Sementara itu, Kepala KPPG Pekanbaru, Syartiwidya, memaparkan sejumlah tantangan dan penguatan pelaksanaan SPPG, mulai dari perencanaan menu yang belum sepenuhnya memenuhi Angka Kecukupan Gizi (AKG), standar porsi yang belum seragam, hingga proses pengolahan dan distribusi makanan yang berpotensi memengaruhi mutu.
Ia juga menyoroti pentingnya penerapan standar Hazard Analysis and Critical Control Point (HACCP), pengawasan rantai pasok bahan baku, serta pemanfaatan pangan lokal Sumatera Barat untuk mendukung keberlanjutan program.
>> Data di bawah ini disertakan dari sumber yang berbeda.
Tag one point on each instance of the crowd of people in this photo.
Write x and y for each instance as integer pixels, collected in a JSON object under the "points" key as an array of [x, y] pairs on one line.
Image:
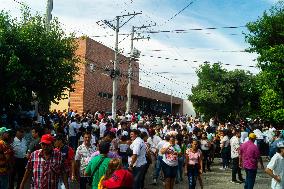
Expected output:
{"points": [[91, 149]]}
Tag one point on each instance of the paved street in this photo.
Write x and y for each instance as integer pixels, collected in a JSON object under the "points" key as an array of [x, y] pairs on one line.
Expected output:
{"points": [[218, 179]]}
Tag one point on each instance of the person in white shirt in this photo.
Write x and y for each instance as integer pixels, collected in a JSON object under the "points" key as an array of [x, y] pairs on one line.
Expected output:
{"points": [[73, 129], [275, 168], [20, 149], [83, 152], [235, 145], [170, 161], [137, 162], [225, 150], [102, 128], [158, 166]]}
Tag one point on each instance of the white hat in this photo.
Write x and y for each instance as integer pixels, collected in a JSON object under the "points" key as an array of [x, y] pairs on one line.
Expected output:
{"points": [[280, 144], [124, 133]]}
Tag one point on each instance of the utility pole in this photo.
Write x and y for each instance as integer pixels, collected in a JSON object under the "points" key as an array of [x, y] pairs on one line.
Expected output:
{"points": [[171, 101], [49, 8], [128, 102], [132, 56], [116, 52]]}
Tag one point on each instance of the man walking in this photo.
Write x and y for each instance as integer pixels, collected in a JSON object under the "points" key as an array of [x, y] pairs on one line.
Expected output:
{"points": [[235, 146], [98, 166], [6, 156], [20, 148], [67, 157], [83, 152], [137, 162], [275, 168], [46, 165], [249, 156]]}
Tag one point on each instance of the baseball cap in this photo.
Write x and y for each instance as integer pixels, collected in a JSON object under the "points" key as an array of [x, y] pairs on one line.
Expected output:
{"points": [[125, 133], [252, 136], [60, 137], [120, 178], [4, 130], [47, 139], [280, 144]]}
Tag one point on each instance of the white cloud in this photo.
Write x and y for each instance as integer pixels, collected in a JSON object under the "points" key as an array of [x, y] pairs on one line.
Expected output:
{"points": [[81, 16]]}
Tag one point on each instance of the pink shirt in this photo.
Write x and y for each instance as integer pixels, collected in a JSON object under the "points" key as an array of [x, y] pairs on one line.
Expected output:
{"points": [[250, 154], [193, 156]]}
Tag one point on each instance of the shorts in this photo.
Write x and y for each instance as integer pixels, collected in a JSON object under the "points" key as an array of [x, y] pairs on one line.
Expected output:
{"points": [[169, 171]]}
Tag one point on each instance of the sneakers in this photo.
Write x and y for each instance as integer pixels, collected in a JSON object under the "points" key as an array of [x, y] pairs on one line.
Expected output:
{"points": [[154, 182], [235, 182]]}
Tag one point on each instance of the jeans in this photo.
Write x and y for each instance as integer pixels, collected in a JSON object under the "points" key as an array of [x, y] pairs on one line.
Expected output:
{"points": [[144, 175], [83, 182], [192, 174], [4, 181], [19, 171], [250, 178], [206, 161], [73, 142], [158, 167], [138, 173], [236, 170], [225, 157], [180, 168]]}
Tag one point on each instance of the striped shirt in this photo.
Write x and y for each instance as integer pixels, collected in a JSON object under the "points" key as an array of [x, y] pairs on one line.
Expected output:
{"points": [[46, 172]]}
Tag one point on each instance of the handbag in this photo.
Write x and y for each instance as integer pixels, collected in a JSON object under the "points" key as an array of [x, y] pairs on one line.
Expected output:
{"points": [[90, 179]]}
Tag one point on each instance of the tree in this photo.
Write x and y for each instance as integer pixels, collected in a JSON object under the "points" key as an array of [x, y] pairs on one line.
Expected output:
{"points": [[34, 59], [221, 93], [266, 38]]}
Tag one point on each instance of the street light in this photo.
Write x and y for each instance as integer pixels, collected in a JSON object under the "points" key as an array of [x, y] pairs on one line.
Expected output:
{"points": [[134, 55], [35, 103]]}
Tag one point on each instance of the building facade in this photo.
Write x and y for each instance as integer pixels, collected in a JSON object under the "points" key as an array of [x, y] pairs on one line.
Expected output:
{"points": [[93, 89]]}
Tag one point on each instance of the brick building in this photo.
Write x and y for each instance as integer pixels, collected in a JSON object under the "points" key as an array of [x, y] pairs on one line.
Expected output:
{"points": [[93, 89]]}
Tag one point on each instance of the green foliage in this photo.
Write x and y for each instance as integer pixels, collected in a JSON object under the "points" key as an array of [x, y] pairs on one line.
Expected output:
{"points": [[266, 37], [34, 59], [222, 93]]}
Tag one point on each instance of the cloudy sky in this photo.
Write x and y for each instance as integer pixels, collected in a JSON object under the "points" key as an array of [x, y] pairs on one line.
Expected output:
{"points": [[184, 33]]}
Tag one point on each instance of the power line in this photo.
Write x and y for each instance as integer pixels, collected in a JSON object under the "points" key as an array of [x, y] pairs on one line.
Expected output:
{"points": [[186, 60], [193, 29]]}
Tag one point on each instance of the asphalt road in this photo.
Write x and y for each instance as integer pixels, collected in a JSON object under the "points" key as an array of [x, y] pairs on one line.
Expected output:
{"points": [[217, 179]]}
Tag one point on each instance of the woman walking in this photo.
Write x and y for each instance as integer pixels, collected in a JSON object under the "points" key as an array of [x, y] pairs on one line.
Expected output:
{"points": [[193, 164], [169, 162]]}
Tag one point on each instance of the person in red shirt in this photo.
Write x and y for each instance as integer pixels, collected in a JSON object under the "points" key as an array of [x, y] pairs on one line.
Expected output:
{"points": [[46, 166], [116, 177], [68, 155], [6, 157], [249, 156]]}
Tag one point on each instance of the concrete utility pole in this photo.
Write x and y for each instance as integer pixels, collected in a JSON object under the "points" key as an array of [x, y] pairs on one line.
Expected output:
{"points": [[133, 55], [49, 8], [128, 102], [115, 64]]}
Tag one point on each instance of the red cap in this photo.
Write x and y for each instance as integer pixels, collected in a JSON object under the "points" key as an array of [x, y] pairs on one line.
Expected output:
{"points": [[120, 178], [47, 139]]}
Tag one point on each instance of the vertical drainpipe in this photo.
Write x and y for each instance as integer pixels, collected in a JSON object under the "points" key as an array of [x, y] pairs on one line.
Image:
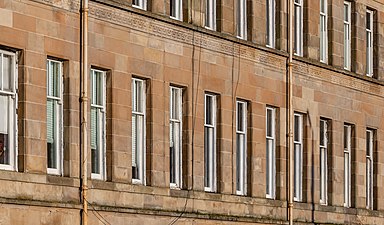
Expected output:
{"points": [[290, 115], [84, 106]]}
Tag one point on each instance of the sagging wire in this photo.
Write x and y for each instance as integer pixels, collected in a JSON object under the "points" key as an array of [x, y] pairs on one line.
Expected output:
{"points": [[98, 215], [194, 109]]}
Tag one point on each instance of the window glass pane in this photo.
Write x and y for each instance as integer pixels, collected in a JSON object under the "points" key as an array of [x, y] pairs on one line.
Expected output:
{"points": [[4, 108], [346, 137], [134, 142], [56, 79], [346, 12], [208, 13], [297, 171], [368, 143], [322, 6], [4, 150], [172, 154], [270, 123], [208, 110], [173, 8], [322, 133], [240, 117], [51, 142], [7, 72], [139, 97], [208, 135], [297, 129]]}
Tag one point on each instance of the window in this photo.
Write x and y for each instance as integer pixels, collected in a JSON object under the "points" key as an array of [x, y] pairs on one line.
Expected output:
{"points": [[241, 148], [323, 31], [210, 14], [369, 167], [210, 143], [347, 35], [175, 133], [369, 31], [177, 9], [298, 45], [347, 164], [8, 104], [241, 19], [54, 116], [271, 10], [98, 124], [298, 157], [138, 131], [271, 151], [324, 161], [140, 4]]}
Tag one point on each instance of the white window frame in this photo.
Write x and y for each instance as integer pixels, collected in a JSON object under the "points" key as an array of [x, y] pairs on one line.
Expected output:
{"points": [[298, 23], [298, 158], [347, 164], [241, 148], [140, 4], [11, 95], [347, 35], [176, 9], [369, 167], [369, 44], [210, 14], [176, 121], [241, 19], [323, 31], [58, 117], [324, 139], [270, 132], [139, 151], [100, 108], [210, 176], [271, 23]]}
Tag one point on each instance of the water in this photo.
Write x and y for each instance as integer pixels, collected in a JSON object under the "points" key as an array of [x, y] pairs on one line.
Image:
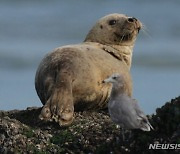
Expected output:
{"points": [[30, 29]]}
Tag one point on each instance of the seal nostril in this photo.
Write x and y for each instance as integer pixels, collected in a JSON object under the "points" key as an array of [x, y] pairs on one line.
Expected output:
{"points": [[132, 19]]}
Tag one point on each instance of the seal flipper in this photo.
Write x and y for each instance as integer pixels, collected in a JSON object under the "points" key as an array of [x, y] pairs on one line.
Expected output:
{"points": [[60, 102]]}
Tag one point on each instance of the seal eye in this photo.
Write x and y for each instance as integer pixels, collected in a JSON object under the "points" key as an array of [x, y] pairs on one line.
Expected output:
{"points": [[112, 22], [114, 77]]}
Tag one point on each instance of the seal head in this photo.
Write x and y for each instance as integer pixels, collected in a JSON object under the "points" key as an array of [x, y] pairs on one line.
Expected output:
{"points": [[123, 30]]}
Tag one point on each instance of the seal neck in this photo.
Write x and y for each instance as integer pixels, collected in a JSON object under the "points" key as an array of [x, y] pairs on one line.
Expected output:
{"points": [[120, 52]]}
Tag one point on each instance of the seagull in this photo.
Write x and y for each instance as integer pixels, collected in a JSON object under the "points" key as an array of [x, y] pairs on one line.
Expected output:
{"points": [[123, 109]]}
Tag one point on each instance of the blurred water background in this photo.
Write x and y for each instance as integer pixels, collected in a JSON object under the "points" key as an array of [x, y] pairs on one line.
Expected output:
{"points": [[30, 29]]}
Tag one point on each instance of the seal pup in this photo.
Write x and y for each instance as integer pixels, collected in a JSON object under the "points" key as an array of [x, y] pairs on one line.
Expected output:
{"points": [[70, 77], [124, 110]]}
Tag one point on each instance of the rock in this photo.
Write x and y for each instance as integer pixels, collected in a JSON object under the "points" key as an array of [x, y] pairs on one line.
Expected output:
{"points": [[91, 132]]}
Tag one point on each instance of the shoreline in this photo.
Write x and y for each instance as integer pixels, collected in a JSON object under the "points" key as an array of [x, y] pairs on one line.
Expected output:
{"points": [[91, 132]]}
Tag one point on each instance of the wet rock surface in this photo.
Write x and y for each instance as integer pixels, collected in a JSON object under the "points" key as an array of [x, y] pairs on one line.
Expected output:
{"points": [[91, 132]]}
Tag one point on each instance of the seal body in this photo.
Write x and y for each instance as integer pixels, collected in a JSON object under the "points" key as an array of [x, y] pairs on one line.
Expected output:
{"points": [[70, 77]]}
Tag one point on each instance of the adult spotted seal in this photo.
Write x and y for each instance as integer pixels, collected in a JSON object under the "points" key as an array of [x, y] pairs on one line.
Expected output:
{"points": [[70, 77]]}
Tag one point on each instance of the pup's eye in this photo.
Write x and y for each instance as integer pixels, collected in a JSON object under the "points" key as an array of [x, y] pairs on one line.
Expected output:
{"points": [[112, 22]]}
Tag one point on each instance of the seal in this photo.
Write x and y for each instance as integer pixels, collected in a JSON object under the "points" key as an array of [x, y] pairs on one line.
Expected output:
{"points": [[70, 78]]}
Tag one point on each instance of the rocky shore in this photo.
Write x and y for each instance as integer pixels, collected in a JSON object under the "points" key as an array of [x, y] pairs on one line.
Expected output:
{"points": [[21, 131]]}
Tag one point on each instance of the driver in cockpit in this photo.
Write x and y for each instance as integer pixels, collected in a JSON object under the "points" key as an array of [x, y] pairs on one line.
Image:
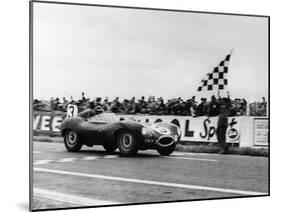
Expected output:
{"points": [[91, 112]]}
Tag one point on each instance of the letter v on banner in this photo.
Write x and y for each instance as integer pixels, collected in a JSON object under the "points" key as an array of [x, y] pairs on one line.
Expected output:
{"points": [[187, 132]]}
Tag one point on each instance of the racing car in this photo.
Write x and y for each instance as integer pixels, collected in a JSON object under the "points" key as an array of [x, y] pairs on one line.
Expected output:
{"points": [[90, 128]]}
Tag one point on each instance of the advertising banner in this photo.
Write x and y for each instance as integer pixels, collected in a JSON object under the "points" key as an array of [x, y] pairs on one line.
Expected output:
{"points": [[260, 132], [201, 129]]}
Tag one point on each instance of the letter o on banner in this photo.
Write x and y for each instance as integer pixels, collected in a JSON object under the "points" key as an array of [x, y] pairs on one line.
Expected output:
{"points": [[158, 120], [176, 122]]}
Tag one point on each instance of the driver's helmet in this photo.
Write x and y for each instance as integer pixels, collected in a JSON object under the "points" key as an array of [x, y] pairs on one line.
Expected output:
{"points": [[99, 109]]}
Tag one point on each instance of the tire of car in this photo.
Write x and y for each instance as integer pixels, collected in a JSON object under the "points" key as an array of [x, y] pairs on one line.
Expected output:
{"points": [[72, 142], [110, 148], [165, 151], [127, 143]]}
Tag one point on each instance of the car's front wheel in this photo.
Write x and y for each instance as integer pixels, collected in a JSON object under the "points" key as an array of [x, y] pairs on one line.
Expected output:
{"points": [[72, 142], [127, 143], [165, 151]]}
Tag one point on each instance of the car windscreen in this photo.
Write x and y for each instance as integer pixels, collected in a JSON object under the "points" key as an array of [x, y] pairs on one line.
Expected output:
{"points": [[104, 117]]}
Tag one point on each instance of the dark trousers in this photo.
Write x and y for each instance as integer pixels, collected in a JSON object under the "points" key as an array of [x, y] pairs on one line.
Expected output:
{"points": [[221, 135]]}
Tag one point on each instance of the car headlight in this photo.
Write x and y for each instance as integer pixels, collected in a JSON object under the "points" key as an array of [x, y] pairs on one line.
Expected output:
{"points": [[144, 131], [179, 131]]}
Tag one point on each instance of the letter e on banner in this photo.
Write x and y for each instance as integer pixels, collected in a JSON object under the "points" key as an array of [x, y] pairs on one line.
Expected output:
{"points": [[72, 111], [56, 123], [45, 123]]}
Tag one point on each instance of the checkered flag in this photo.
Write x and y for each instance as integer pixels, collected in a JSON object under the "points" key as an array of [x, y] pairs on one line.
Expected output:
{"points": [[216, 80]]}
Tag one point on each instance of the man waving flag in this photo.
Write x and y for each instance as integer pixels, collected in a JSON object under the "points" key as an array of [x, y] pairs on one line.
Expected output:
{"points": [[216, 80]]}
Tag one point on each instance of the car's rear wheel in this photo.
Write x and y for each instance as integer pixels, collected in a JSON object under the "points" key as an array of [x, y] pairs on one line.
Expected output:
{"points": [[72, 142], [165, 151], [110, 148], [127, 143]]}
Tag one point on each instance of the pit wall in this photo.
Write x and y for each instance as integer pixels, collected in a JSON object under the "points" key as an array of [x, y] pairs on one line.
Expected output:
{"points": [[245, 130]]}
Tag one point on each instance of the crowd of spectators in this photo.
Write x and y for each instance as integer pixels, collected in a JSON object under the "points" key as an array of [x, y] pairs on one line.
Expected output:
{"points": [[155, 106]]}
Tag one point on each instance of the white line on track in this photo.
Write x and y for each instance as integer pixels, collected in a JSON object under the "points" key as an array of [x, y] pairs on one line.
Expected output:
{"points": [[41, 162], [187, 158], [90, 158], [148, 182], [62, 160], [73, 199]]}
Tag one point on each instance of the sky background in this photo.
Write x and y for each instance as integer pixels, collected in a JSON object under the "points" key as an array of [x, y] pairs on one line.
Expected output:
{"points": [[110, 52]]}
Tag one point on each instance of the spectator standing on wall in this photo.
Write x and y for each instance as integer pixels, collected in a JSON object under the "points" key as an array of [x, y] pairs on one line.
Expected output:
{"points": [[202, 108], [214, 107], [222, 124]]}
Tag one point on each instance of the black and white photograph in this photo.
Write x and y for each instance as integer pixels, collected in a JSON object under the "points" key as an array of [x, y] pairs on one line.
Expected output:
{"points": [[142, 105]]}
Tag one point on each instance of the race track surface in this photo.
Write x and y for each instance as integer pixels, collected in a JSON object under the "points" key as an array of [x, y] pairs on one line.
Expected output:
{"points": [[92, 177]]}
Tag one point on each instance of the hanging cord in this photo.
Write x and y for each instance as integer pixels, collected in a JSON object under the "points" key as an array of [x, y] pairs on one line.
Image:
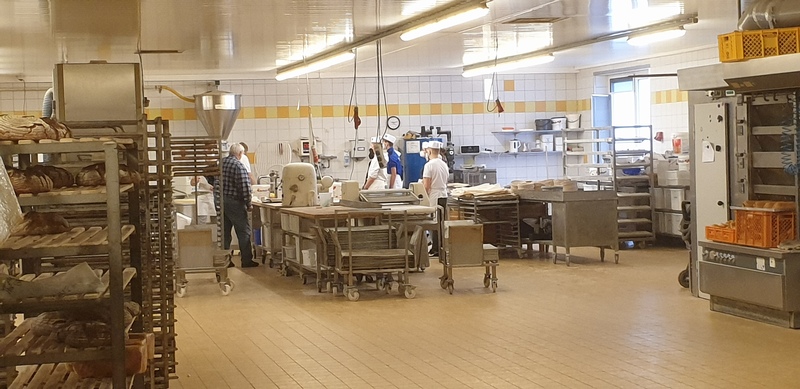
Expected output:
{"points": [[494, 87], [354, 109]]}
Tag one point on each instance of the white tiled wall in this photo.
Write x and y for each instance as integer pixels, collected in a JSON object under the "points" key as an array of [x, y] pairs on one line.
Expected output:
{"points": [[669, 117]]}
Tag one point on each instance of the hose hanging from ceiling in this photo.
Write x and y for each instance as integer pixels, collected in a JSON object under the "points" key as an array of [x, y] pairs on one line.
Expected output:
{"points": [[790, 143]]}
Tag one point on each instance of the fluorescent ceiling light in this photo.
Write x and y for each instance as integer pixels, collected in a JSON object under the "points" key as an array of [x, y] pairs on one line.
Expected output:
{"points": [[445, 22], [658, 36], [510, 65], [315, 66]]}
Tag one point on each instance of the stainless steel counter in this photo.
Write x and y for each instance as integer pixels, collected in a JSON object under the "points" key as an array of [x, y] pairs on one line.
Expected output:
{"points": [[582, 219]]}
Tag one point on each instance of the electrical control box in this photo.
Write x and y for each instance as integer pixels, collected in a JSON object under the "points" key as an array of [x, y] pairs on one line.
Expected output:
{"points": [[359, 148], [303, 147]]}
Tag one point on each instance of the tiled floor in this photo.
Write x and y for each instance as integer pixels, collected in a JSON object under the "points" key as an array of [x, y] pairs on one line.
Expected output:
{"points": [[591, 325]]}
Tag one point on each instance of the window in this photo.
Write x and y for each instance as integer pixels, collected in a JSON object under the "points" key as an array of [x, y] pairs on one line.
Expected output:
{"points": [[630, 106]]}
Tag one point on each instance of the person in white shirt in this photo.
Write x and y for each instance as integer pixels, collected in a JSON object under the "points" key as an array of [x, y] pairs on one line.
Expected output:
{"points": [[376, 175], [246, 162], [434, 179]]}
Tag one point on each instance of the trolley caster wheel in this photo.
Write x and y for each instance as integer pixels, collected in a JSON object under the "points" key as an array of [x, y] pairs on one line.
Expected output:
{"points": [[353, 295], [226, 287], [683, 278]]}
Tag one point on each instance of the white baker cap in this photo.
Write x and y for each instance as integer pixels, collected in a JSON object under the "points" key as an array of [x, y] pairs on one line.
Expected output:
{"points": [[390, 138]]}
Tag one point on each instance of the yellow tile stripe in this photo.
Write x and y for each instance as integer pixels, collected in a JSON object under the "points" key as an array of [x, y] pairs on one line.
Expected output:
{"points": [[340, 111], [669, 96]]}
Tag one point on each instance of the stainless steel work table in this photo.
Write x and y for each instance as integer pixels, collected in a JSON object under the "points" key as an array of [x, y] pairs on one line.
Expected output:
{"points": [[581, 219]]}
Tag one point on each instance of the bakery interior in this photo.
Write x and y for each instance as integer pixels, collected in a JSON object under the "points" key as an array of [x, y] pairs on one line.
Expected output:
{"points": [[622, 176]]}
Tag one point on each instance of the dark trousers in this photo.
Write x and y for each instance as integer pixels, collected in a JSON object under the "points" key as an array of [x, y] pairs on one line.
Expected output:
{"points": [[435, 235], [235, 212]]}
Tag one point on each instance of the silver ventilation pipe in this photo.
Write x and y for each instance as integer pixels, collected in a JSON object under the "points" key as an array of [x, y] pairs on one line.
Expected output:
{"points": [[767, 14]]}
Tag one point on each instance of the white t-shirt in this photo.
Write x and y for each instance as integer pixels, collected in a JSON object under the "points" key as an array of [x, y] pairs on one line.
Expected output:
{"points": [[246, 162], [377, 173], [436, 169]]}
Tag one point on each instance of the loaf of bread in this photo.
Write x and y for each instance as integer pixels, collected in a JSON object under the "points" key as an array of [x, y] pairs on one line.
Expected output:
{"points": [[61, 177], [39, 223], [25, 182], [135, 362], [31, 128], [95, 175]]}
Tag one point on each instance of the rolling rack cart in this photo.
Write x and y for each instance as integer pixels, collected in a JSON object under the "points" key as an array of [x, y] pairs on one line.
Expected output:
{"points": [[499, 215], [462, 247], [198, 250], [371, 250]]}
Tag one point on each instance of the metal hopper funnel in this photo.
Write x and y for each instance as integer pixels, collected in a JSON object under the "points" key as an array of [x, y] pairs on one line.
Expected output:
{"points": [[217, 110]]}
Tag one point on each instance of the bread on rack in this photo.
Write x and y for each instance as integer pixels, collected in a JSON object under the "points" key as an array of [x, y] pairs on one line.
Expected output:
{"points": [[61, 177], [25, 182], [95, 175], [41, 223], [17, 128]]}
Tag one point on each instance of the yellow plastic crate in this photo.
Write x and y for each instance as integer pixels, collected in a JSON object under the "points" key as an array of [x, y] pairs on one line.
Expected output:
{"points": [[744, 45]]}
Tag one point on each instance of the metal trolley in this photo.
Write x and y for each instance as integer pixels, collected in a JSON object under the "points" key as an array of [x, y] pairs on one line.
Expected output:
{"points": [[498, 213], [377, 250], [198, 250], [462, 247]]}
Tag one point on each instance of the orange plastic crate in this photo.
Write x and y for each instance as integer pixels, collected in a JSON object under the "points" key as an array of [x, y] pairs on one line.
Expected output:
{"points": [[763, 228], [721, 234], [744, 45]]}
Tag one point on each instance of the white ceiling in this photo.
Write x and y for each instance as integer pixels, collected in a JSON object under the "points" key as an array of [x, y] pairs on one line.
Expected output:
{"points": [[251, 38]]}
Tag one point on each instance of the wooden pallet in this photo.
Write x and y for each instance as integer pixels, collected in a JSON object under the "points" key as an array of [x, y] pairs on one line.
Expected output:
{"points": [[78, 236], [76, 190], [66, 140], [57, 376]]}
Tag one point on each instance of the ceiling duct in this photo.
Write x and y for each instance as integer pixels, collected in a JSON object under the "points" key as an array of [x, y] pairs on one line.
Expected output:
{"points": [[218, 110], [768, 14]]}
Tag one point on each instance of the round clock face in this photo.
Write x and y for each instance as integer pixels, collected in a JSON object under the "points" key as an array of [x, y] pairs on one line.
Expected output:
{"points": [[393, 122]]}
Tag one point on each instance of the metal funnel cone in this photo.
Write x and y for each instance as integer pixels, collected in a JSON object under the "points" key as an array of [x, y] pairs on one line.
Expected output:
{"points": [[217, 110]]}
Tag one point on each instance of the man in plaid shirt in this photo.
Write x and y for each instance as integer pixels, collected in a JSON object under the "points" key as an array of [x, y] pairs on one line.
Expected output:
{"points": [[236, 195]]}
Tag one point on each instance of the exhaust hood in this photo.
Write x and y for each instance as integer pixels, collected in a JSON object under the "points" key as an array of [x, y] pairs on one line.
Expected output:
{"points": [[217, 111], [763, 74]]}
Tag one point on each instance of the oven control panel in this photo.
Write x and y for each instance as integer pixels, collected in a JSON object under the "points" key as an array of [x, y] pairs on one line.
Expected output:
{"points": [[742, 260]]}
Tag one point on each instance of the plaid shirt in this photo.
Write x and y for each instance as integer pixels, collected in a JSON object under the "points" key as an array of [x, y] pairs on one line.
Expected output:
{"points": [[235, 180]]}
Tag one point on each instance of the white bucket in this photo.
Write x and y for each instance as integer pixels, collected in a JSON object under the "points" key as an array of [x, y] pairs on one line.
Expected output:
{"points": [[573, 120], [680, 143], [559, 123]]}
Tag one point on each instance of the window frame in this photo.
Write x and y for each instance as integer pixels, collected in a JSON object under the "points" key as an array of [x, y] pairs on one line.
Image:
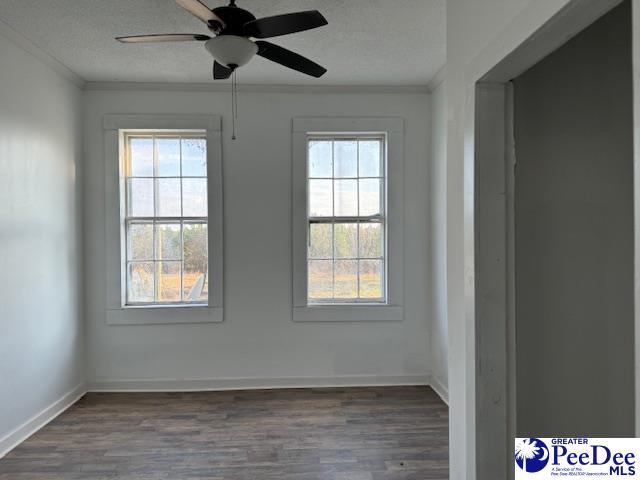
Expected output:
{"points": [[357, 219], [336, 310], [118, 312]]}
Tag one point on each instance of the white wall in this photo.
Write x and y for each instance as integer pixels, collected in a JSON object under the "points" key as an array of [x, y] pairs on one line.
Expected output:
{"points": [[438, 203], [574, 236], [258, 339], [472, 26], [41, 329]]}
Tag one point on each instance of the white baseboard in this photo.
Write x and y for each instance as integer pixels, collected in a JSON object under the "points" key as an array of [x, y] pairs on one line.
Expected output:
{"points": [[220, 384], [440, 388], [35, 423]]}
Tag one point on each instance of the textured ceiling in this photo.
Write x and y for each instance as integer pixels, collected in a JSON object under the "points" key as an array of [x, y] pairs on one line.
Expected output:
{"points": [[367, 42]]}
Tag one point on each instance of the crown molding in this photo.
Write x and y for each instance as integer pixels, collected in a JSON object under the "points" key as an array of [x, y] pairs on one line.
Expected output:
{"points": [[27, 45], [252, 88], [438, 79]]}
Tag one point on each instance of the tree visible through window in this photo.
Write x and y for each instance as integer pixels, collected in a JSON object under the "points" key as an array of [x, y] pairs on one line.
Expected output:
{"points": [[346, 220], [165, 218]]}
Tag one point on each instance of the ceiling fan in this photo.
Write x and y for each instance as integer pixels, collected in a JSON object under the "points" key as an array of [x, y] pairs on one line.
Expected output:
{"points": [[233, 27]]}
“Langkah korektif dan preventif terus kami lakukan, termasuk pengetatan distribusi, pengawasan mutu produksi, serta peningkatan kapasitas penjamah makanan secara berkala,” jelasnya.
Ia juga menambahkan bahwa Badan Gizi Nasional telah menyiapkan berbagai Standar Operasional Prosedur (SOP), mulai dari sanitasi fasilitas dan peralatan, persiapan dan pengolahan bahan pangan, penyimpanan makanan dan sampel, hingga prosedur penanganan apabila terjadi keracunan makanan.
Rakor ini juga dihadiri unsur Forkopimda, Sekretaris Daerah, Kepala OPD terkait, Satuan Tugas Percepatan Penyelenggaraan MBG, Kepala Regional Provinsi Sumatera Barat, Ketua Yayasan, Mitra serta Kepala SPPG.